SiteOptimizer facilitates data slicing and dicing in numerous ways, including by therapeutic area, indication, geography, site, or investigator name, says Kannan. SiteOptimizer is “as easy [to use] as finding a flight from San Francisco to New York.” Results can be visualized by geographic distribution using a Google Map interface, or by performance based on an out-of-the-box grading formula or customized criteria selected and weighted by the study sponsor.
 
At companies where site selection is decentralized, SiteOptimizer accommodates the merging of identified sites and investigators from different countries with a log tracking who picked who—and why, says Kannan.

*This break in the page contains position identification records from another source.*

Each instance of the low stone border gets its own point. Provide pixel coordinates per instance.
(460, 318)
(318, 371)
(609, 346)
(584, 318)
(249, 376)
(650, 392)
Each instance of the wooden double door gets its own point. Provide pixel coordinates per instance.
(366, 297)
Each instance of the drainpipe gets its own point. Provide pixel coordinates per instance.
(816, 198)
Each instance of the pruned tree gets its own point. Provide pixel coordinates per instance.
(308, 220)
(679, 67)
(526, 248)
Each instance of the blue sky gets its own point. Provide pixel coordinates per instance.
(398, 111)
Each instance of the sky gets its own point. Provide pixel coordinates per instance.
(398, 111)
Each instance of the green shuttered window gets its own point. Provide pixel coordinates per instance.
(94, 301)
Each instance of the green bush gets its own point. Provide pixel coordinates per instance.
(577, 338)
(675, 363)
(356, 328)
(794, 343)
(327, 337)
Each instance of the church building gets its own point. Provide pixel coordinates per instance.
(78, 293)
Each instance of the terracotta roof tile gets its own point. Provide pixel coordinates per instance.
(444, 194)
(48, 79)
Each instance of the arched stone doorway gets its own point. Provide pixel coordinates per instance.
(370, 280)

The roster includes the projected number of patients each site and investigator can enroll, based on past enrollment in similar trials. Study teams can also opt to do their own modeling before making the site selection decision and sending out feasibility questionnaires.
 
As the new kid on the block, SiteOptimizer currently has one global pharmaceutical company on the client list, says Kannan. But many more customers are expected to jump on board in the months ahead as IMS continues to bring together several unique data assets and analytic insights into the product.